膝関節置換は高額で痛みを伴い、術後のリハビリに数か月を要します。手術を避けたい、あるいは費用が負担になる場合、いくつかの代替手段があります。本稿では代表的な3つの方法を解説し、メリットと留意点をまとめました。

膝ブレース

手術を完全に回避したい場合、膝ブレースが最も手軽な選択肢です。ブレースは体重を膝から脚の他部位へ分散させ、歩行や日常動作時の痛みを軽減します。術後のリハビリ中にスポーツ選手が使用することも多く、膝関節を保護しながら筋力維持を助けます。

関節鏡手術(関節鏡)

関節鏡手術は関節全体を取り除く置換手術とは異なり、関節周囲に小さな切開を入れて炎症組織や損傷した軟部組織を除去する低侵襲手術です。
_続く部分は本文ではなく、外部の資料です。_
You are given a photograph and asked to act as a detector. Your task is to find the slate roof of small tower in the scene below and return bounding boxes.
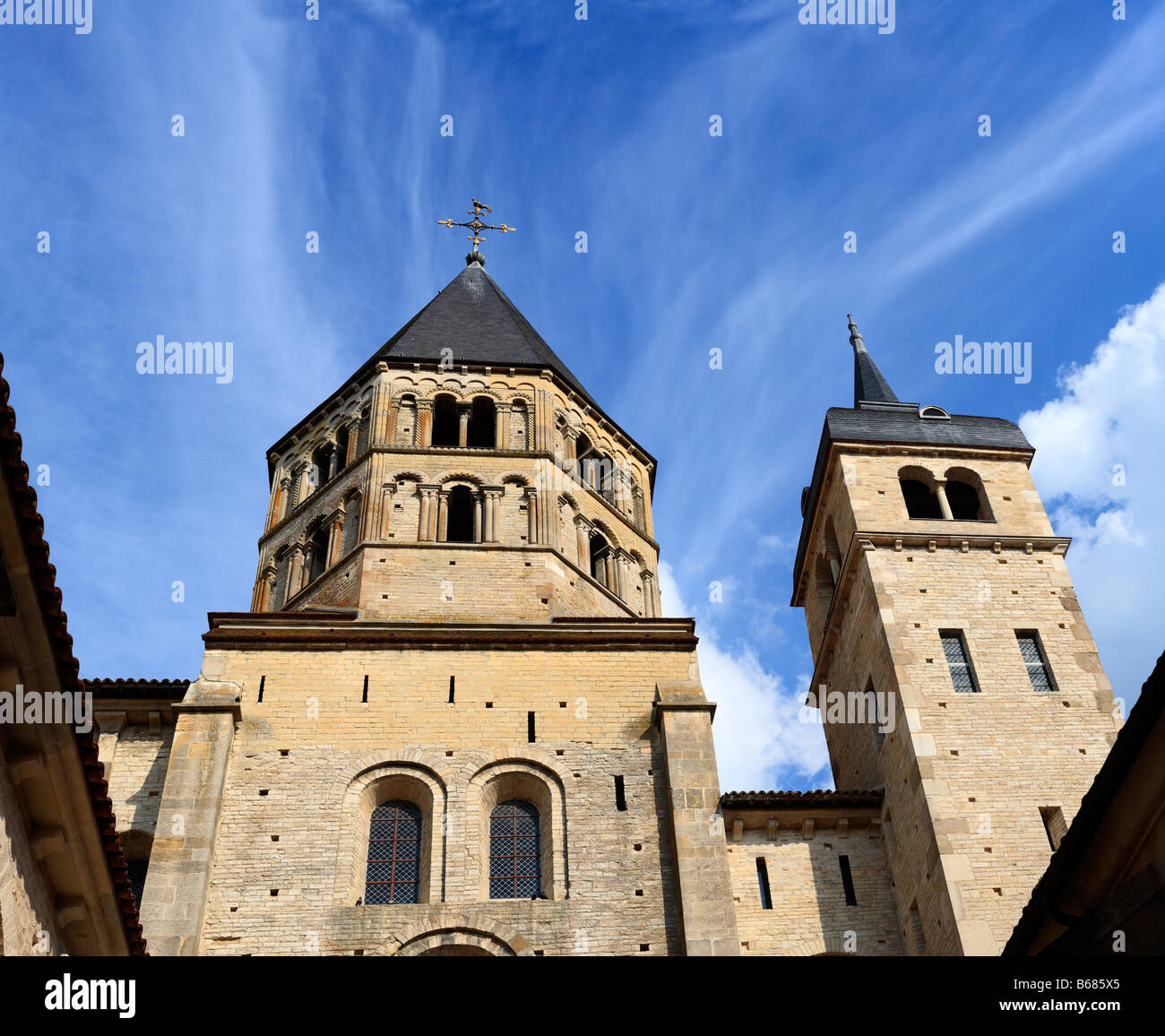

若年者や関節炎が軽度の場合に適していますが、進行性の変形性関節症を根本的に治すわけではなく、時間とともに痛みが再発する可能性があります。

膝関節固定(膝融合)

膝関節置換が失敗するリスクが高いと判断されたケースで選択される手術です。大腿骨と脛骨(または腓骨)の端部を平面に切り、関節面を除去したうえでピンやスクリューで固定し、数か月で骨が融合します。術後は膝が曲がらず、一生の跛行が残りますが、関節痛は完全に消失します。

各代替手段は患者さんの年齢、活動レベル、症状の進行度、経済的負担などに応じて選択されます。医師と十分に相談し、最適な治療法を見つけることが重要です。